Il complesso e fastoso reliquiario, d’argento, bronzo e rame dorato, è destinato a ospitare, per la venerazione pubblica, le ampolle contenenti il sangue miracoloso di san Gennaro.
La base è rettangolare, decorata da figure di angeli e virtù, stemmi, cartocci e festoni; vi sono figure di erme agli angoli e volute con teste di putti alati per i piedi.
Sulla base poggia un tempietto d’architettura gotica, sotto cui alloggia la statuetta del santo assisoin trono; l’edicola è ornata da stemmi e figure di vittorie e si erge su una base a tre gradini sostenuta da quattro leoncini.
Sopra il tempietto è posta una piccola cassa, con figure di santi, in prevalenza vescovi e protettori di Napoli, sotto finestre gotiche.
A coronamento vi è una raggiera, adorna di fiori e rami e di un importante smeraldo ovale al centro, incastonato in una cornice d’oro e rubini; alla base vi sono due angeli adoranti. La teca circolare per le ampolline si colloca sotto la raggiera, infilata nella cassa.
Il reliquiario è legato a un elemento costante del culto di san Gennaro a Napoli, patrono della città martirizzato nel 305, ovvero il miracolo della liquefazione del sangue.
Quest’opera rappresenta uno dei più complessi problemi filologico-interpretativi nello studio dell’oreficeria napoletana tra Medioevo ed età moderna, essendo la sua storia caratterizzata da complicate vicende di interpolazioni e rifacimenti.
Il tempietto poggiante sulla base risale alla fase più antica e originaria del reliquiario; opera di notevole qualità e finezza, presenta uno spiccato carattere gotico, inquadrabile nella seconda metà del XIV secolo e realizzata da orafi napoletani attivi presso la corte dei sovrani angioni Giovanna I e poi Carlo III, che potevano avere subìto l’influenza di orafi francesi giunti d’Oltralpe nella città partenopea.
Nel corso del Seicento il reliquiario fu sottoposto a diverse trasformazioni. Alla prima, precedente al 1643, andrebbero ricondotti alcuni elementi del tempietto e l’aggiunta della cassa superiore; quest’ultima è un pezzo medievale di reimpiego, databile al tardo Trecento, ma le figure di santi che la ornano sembrano riferibili al Quattrocento. La seconda trasformazione consistette nell’aggiunta della pedana inferiore, eseguita dall’orafo Giovan Battista di Falco nel 1643 su commissione del cardinale Ascanio Filomarino; anche per la base si suppone una vicenda non lineare: essa era forse già stata realizzata quando il cardinale la rilevò e la adattò allo scopo, facendovi applicare gli stemmi con le sue armi e la lastra superiore.
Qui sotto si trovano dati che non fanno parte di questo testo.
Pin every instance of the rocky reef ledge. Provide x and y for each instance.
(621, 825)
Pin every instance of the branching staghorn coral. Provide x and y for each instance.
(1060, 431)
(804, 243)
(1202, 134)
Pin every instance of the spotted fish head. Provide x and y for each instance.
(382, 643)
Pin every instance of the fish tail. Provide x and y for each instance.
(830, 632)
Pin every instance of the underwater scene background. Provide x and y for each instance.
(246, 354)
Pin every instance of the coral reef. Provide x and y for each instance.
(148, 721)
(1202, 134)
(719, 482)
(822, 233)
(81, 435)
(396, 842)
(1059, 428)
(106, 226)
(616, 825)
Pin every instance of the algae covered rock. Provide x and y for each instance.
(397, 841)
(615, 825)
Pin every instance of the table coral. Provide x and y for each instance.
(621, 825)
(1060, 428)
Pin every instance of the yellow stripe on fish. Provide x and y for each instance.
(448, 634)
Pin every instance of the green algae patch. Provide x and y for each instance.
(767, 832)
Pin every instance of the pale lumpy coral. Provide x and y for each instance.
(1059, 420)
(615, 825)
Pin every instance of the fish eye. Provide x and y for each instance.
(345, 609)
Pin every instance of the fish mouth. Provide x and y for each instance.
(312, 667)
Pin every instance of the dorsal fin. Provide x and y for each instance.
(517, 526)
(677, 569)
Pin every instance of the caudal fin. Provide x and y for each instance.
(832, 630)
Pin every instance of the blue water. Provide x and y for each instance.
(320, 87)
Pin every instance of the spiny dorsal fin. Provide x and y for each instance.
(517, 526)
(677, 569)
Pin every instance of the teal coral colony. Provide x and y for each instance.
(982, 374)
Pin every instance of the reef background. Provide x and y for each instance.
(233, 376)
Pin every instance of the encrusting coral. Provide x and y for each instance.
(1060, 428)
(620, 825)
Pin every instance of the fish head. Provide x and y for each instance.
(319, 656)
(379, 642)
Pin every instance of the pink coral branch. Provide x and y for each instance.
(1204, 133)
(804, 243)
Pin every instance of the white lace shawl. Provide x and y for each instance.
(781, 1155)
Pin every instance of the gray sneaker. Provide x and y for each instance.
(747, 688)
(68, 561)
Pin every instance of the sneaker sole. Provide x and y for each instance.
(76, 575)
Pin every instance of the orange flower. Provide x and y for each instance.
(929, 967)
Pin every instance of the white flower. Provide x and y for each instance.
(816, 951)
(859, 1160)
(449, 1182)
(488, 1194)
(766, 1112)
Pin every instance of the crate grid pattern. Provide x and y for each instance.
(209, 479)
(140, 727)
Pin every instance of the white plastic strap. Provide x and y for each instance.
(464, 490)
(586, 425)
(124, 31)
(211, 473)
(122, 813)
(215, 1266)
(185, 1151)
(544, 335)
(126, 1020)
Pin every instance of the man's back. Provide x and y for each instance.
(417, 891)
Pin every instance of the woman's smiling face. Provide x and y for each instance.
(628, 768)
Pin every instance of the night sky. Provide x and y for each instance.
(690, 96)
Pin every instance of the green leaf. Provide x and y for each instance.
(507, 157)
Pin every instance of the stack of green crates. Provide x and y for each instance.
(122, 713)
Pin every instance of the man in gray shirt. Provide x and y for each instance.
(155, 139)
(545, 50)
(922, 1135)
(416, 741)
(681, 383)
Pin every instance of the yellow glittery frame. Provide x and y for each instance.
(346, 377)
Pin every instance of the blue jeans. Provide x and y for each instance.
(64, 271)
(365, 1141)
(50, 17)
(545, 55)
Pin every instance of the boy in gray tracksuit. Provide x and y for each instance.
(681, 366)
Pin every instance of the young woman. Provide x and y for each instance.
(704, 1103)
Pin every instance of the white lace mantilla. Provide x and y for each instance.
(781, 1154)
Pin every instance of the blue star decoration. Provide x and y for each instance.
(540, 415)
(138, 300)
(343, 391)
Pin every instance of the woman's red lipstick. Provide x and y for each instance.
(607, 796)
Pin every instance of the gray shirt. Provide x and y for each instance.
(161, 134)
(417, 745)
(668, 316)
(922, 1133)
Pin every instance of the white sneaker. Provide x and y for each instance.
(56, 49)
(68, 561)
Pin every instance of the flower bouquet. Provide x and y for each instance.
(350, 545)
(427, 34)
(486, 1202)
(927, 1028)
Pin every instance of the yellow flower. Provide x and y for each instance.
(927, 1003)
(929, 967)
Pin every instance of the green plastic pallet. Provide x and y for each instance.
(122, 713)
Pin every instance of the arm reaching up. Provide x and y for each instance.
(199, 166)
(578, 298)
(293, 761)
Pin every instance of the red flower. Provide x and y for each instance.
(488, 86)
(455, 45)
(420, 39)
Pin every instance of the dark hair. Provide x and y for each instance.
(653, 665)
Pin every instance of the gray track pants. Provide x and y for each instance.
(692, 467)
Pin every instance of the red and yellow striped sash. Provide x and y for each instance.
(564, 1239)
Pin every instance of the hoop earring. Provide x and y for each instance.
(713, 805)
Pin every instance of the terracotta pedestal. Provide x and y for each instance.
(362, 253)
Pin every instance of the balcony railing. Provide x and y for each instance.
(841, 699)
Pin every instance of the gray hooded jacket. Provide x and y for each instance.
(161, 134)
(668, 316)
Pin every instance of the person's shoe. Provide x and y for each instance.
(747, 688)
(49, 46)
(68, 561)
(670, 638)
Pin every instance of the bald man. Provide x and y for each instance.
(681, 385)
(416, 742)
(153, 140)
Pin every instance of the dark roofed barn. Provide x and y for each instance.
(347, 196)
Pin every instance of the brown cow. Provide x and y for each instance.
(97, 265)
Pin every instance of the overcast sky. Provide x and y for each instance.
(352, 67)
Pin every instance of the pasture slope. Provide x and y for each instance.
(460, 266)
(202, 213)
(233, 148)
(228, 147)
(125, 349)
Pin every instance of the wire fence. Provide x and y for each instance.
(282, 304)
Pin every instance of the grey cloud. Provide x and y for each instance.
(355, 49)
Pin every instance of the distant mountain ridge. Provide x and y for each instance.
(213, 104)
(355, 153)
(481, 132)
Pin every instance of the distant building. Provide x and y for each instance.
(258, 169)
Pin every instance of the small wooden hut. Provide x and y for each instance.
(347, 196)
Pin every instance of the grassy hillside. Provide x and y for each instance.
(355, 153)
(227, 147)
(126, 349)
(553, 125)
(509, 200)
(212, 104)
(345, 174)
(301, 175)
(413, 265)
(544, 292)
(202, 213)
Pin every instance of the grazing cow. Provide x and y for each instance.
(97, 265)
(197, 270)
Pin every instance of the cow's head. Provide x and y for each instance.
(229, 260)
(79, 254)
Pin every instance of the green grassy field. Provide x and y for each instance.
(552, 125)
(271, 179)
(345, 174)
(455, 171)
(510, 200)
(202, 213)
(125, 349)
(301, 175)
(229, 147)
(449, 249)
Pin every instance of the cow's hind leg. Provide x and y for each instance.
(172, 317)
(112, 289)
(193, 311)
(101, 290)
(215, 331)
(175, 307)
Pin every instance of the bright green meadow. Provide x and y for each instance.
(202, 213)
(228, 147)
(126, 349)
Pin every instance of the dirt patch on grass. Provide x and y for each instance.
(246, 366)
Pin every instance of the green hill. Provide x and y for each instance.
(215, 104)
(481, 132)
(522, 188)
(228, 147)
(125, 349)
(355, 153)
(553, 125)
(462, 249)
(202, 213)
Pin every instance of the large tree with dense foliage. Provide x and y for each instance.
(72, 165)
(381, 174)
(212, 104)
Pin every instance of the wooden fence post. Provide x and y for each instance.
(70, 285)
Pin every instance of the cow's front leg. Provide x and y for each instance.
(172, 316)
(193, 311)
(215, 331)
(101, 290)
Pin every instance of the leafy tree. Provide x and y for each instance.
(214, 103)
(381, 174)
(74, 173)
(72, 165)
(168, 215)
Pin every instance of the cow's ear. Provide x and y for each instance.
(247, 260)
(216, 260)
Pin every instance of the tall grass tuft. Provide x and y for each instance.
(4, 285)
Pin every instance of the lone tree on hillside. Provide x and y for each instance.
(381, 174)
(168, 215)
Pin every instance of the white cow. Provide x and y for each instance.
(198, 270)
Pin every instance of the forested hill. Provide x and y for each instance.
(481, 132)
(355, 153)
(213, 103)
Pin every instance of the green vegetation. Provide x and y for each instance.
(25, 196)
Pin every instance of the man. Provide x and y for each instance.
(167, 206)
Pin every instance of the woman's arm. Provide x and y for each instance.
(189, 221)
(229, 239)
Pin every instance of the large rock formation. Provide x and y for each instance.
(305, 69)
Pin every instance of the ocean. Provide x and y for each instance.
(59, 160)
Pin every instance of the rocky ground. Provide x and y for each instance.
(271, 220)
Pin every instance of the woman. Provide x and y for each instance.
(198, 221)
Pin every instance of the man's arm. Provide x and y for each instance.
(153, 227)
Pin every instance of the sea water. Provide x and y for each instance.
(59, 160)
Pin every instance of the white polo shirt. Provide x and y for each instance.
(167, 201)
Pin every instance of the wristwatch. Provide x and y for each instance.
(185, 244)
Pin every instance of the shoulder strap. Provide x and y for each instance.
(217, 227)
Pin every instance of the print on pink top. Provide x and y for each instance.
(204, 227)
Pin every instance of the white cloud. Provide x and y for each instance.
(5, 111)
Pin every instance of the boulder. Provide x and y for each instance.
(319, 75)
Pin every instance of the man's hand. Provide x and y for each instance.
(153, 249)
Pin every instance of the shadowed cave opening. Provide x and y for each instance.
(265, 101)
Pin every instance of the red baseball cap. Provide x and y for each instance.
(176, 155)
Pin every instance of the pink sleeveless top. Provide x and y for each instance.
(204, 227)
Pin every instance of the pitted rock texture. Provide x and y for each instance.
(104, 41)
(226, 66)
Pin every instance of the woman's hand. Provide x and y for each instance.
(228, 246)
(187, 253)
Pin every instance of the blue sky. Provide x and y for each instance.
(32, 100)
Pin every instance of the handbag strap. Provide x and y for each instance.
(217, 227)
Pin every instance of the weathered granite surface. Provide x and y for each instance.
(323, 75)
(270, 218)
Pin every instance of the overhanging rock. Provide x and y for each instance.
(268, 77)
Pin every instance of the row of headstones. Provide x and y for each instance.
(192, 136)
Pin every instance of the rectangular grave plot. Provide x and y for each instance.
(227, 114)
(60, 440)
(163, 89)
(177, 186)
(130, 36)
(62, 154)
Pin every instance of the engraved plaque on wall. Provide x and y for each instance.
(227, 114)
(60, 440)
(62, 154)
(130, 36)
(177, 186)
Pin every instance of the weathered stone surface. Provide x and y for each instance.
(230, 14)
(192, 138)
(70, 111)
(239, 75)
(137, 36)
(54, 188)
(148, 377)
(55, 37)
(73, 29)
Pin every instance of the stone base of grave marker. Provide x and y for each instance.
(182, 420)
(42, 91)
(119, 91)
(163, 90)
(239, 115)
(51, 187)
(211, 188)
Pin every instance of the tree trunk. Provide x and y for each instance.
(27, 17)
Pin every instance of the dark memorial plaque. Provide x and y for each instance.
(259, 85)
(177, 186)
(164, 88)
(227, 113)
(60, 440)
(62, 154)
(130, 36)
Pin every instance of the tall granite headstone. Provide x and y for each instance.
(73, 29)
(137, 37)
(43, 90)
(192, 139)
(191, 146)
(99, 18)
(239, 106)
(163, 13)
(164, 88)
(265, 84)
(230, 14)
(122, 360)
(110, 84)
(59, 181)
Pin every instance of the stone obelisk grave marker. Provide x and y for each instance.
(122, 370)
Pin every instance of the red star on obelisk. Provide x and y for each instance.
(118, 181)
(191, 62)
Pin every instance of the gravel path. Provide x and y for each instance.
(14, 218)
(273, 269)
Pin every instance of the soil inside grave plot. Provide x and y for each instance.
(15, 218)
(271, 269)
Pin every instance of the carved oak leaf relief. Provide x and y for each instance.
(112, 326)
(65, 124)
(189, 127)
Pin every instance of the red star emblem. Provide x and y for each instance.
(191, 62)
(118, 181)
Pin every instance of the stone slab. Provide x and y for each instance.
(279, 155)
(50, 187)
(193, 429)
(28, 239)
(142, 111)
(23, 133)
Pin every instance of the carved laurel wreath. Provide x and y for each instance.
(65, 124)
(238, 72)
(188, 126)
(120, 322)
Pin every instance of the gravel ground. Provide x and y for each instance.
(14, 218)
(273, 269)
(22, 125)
L’ultimo intervento di integrazione subìto dal reliquiario si registra nel 1676, quando il noto argentiere Giovan Domenico Vinaccia lo dotò della raggiera superiore; a questo rinnovamento “barocco” appartengono anche gli stemmi e le figure di vittorie che ornano il tempietto e le due statuette di vescovi ai lati della cassa.
Preliminarmente il reliquiario è stato sottoposto a indagini di fluorescenza X, per chiarire la composizione della lega.
Le varie parti di cui si compone il tabernacolo sono state smontate, quindi pulite con complessanti (Tiourea, EDTA) e getti di vapore surriscaldato, disidratate e lucidate. Per la pulitura della delicata corona di rami è stata impiegata anche benzina rettificata e attorno ad alcuni pezzi è stata fatta vibrare della segatura di tutulo di mais; è stata risaldata e rinforzata nei suoi rami e infine trattata con vernice protettiva. Le pietre sono state pulite con tensioattivi e risciacquate con acqua deionizzata. Per il riassemblaggio, si sono utilizzati sistemi di fissaggio invisibili o di argento dorato, consolidati con resine epossidiche. Le anime in legno sono state trattate con prodotti antixilofagi.